On the one side, pistachio ‘Hammam Green’ sings as a backdrop to Anwar, 2018, the ceremonious portrait of a smiling, be-wigged Black model by American photographer Roe Ethridge. On the other, a wall of ‘Tendrement’ terracotta tiles the back of American artist John Currin’s oil on canvas, Squeaky, 2019. Here Currin, who often interprets female sexuality with the surreal and grotesque, portrays the actor Milly Shapiro, who was born with cleidocranial dysplasia. This allé-retour marked by the sharp corners between its contrasting colours is what sets the theme to every masterpiece throughout the show, perhaps symbolic of the male gaze — painted by a man, against a backdrop of colour from a woman’s perspective.
More substantial however, due to the evolving way women have been portrayed over the past hundred years — is the inclusion of emerging and Black artists to Gagosian, including Meleko Mokgosi, known for his pan-African studies of colonialism and nationalism in Southern Africa. In the painting series Objects of Desire, the artist comments on the saturation of racially-skewed hair campaigns in popular culture aimed at relaxing, softening, de-frizzing and lightening black hair, ultimately reducing its blackness to conform to societal standards whilst portraying ‘lightened’ women with bleached or edited skin.

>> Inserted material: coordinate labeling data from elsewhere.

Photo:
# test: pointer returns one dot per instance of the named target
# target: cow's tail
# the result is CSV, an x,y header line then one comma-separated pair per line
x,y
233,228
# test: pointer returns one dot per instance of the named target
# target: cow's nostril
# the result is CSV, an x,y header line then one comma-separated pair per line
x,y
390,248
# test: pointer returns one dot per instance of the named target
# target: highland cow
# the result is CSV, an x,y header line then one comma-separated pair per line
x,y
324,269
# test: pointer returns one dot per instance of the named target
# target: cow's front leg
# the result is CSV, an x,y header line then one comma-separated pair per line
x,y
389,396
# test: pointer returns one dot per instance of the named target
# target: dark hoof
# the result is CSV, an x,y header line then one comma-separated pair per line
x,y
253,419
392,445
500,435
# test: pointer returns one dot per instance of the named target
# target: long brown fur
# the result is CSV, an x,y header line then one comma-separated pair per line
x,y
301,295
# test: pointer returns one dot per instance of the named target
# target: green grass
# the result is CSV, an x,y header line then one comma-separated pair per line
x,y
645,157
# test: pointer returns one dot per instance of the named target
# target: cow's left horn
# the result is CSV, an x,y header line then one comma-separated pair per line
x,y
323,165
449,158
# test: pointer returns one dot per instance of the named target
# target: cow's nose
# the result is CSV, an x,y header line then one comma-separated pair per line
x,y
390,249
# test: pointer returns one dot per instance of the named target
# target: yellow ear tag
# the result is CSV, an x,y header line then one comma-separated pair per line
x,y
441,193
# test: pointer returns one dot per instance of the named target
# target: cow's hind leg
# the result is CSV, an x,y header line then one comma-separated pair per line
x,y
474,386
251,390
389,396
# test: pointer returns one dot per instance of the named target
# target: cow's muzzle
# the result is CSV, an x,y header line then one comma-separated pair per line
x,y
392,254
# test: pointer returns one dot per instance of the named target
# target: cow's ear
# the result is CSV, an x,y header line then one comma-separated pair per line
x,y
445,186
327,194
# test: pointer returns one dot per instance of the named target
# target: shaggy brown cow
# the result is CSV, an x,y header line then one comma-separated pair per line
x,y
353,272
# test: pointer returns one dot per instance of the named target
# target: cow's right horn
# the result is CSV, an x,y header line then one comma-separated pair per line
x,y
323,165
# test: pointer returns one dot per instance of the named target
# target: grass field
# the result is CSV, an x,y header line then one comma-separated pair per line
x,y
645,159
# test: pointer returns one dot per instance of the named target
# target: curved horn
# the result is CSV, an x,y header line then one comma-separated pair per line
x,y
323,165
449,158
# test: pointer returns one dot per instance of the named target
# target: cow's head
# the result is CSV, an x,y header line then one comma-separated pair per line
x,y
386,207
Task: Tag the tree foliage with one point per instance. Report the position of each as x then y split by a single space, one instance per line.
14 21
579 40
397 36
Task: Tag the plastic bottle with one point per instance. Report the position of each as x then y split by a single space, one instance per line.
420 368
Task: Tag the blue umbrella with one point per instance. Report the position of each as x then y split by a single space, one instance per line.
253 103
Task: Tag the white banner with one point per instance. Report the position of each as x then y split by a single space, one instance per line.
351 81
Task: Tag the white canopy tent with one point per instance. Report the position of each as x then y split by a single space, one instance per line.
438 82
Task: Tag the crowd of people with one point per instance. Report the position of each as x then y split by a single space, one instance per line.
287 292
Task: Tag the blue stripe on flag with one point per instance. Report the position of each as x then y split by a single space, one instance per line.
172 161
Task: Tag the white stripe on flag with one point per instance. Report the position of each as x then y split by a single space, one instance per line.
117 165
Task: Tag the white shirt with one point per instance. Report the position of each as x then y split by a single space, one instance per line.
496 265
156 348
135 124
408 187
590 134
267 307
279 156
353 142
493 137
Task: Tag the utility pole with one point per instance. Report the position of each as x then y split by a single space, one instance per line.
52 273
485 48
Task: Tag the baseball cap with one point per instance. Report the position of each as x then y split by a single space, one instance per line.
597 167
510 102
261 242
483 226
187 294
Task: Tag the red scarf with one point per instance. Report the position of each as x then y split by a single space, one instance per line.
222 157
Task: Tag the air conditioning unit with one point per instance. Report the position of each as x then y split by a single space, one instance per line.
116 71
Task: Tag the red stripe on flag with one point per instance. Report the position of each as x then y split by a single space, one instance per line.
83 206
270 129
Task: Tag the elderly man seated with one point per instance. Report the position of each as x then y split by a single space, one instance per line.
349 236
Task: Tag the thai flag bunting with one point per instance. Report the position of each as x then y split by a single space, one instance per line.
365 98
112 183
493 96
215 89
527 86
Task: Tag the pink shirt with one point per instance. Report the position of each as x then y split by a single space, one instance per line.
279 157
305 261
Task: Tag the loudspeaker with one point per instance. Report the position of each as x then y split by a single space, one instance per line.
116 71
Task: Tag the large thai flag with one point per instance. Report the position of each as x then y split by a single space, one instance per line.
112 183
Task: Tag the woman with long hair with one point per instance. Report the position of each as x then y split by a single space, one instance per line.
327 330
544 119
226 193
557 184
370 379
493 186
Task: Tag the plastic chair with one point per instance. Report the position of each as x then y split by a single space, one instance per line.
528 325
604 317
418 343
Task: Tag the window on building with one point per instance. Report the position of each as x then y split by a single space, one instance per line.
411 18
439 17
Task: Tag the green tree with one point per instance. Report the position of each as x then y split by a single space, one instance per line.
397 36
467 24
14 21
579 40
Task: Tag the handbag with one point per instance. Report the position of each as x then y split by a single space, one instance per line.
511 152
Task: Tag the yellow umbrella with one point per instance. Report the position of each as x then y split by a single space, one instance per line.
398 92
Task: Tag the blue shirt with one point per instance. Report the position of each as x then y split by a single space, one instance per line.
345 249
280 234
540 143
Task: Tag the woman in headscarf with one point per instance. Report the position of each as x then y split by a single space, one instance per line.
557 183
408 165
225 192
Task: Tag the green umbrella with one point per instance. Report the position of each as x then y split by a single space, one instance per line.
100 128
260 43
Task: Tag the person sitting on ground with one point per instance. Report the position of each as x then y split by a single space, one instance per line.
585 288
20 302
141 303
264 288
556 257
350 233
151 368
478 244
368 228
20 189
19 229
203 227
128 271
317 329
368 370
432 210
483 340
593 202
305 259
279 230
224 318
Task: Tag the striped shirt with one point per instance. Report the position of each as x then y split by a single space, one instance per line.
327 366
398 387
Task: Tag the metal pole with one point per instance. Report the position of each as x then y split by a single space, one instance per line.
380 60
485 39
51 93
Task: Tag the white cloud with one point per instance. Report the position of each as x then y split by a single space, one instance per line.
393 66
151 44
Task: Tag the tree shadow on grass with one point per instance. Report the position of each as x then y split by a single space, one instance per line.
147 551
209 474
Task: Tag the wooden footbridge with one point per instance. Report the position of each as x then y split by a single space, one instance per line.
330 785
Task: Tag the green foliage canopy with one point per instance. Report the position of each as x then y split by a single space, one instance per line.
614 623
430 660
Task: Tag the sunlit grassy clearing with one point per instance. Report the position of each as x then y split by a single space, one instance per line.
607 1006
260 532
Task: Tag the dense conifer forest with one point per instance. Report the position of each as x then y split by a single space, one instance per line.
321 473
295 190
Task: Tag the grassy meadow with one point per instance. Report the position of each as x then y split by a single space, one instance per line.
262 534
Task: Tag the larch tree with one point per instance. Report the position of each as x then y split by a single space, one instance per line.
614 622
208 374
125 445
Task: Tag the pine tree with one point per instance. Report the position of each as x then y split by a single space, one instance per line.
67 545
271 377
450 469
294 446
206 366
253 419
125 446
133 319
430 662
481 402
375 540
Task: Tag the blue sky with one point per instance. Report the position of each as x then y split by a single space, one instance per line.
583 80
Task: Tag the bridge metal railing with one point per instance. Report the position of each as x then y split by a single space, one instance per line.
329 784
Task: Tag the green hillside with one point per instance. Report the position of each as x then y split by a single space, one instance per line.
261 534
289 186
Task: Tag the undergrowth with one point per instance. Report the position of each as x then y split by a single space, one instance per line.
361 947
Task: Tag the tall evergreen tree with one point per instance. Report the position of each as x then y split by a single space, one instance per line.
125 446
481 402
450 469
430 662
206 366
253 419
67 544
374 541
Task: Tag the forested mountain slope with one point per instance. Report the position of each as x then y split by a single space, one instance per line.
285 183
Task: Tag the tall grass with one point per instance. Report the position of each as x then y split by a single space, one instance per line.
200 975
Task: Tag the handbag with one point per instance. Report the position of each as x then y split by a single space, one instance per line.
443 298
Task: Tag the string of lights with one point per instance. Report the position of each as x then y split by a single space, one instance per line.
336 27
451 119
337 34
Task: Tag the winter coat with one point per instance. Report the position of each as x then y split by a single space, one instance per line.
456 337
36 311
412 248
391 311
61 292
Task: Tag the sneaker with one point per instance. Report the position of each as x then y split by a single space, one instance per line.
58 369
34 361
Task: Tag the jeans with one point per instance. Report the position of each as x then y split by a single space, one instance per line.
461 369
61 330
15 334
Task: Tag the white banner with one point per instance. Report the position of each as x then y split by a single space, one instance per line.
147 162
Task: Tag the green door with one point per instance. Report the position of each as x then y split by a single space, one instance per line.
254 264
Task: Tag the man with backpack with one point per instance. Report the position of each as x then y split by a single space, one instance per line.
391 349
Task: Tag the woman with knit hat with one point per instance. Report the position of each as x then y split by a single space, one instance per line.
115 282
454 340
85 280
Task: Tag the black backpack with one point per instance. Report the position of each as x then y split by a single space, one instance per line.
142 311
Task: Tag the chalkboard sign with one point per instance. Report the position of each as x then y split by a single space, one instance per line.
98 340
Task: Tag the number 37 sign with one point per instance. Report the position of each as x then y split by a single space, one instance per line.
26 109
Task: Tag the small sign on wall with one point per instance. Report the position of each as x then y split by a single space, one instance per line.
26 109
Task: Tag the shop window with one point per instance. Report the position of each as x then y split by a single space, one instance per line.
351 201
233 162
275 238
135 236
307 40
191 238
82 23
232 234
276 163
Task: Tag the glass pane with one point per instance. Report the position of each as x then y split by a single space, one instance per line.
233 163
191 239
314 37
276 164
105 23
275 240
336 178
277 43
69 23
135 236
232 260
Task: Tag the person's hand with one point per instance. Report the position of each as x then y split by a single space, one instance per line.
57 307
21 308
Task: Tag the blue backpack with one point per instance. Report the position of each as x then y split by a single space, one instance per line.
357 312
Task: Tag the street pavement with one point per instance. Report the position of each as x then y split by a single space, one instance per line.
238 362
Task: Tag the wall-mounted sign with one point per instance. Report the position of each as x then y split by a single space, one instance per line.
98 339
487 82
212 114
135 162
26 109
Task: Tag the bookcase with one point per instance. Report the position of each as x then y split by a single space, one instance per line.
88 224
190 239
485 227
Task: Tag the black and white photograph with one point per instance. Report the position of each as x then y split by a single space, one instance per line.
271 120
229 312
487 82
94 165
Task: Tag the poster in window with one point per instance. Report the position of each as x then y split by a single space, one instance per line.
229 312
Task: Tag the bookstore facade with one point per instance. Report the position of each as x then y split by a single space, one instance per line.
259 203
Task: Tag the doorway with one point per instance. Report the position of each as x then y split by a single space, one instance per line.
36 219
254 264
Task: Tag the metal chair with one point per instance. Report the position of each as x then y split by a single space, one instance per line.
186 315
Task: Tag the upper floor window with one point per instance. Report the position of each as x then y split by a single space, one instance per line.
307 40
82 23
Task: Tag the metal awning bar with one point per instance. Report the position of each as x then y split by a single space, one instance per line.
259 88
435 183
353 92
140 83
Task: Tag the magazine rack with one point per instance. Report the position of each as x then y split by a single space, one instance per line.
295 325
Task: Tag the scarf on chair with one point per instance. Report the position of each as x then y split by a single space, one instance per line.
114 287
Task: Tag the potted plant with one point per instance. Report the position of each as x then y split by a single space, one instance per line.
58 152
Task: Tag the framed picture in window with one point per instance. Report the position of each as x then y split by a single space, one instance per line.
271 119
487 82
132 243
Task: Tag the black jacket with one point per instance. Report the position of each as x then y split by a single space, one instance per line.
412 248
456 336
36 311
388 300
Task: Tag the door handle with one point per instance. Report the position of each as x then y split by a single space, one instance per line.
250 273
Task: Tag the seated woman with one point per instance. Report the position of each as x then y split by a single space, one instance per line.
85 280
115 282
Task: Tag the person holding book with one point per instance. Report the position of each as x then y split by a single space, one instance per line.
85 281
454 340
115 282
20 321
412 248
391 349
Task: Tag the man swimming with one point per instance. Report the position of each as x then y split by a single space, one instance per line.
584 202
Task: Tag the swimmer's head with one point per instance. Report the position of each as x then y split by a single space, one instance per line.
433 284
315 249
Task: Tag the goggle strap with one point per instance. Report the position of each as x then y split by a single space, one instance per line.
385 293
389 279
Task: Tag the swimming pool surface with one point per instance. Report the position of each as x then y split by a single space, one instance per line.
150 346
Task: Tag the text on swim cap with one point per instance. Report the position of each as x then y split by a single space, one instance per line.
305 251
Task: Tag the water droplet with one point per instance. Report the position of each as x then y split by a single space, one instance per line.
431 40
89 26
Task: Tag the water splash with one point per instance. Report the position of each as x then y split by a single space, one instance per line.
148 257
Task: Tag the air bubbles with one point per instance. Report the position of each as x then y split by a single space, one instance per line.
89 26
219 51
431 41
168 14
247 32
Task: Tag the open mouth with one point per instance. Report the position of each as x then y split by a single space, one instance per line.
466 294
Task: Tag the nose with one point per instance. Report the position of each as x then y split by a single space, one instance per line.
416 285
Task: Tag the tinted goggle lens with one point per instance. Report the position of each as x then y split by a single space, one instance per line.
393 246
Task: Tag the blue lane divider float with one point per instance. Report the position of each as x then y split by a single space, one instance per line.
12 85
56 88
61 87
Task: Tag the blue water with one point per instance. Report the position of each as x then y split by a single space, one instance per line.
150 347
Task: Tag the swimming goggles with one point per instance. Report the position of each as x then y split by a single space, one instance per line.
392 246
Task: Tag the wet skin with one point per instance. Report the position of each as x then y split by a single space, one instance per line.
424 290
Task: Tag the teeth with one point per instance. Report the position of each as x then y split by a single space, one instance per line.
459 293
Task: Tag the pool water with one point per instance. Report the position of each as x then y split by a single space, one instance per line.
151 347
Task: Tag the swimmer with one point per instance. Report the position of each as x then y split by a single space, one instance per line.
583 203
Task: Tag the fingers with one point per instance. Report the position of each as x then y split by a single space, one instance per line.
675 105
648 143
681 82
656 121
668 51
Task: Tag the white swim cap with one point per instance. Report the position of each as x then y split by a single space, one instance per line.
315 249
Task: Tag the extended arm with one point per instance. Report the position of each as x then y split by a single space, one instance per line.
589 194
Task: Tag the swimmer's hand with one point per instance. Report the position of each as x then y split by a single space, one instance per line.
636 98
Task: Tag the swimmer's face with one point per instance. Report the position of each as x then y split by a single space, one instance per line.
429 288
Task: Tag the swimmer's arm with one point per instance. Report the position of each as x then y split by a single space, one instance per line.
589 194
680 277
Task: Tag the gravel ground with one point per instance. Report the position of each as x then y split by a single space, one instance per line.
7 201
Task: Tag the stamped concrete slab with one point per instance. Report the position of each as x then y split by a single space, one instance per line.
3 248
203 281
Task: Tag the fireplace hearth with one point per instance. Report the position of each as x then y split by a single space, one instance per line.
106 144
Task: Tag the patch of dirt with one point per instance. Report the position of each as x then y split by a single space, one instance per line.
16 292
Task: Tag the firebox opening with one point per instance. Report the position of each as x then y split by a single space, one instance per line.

Pakistani-American sculptor Huma Bhabha’s grotesque creations, often dissected or dismembered, here featured a traditional woman’s bust bifurcated at the neck by white styrofoam.
In sincere homage, Bustes des Femmes celebrates several artists that have been part of Gagosian’s Paris programming since its early days. One rare inclusion is a female bust by the Polish French modern artist Balthus Klossowska de Rola, whose work was previously the centre of an exhibition in the gallery in January 2015, including the notorious, Jeune Fille à la Mandoline, which cast viewers as voyeurs of pubescent female subjects — a scandal in 1930s Paris. Other returning artists included Cy Twombly, Georg Baselitz and Glenn Brown.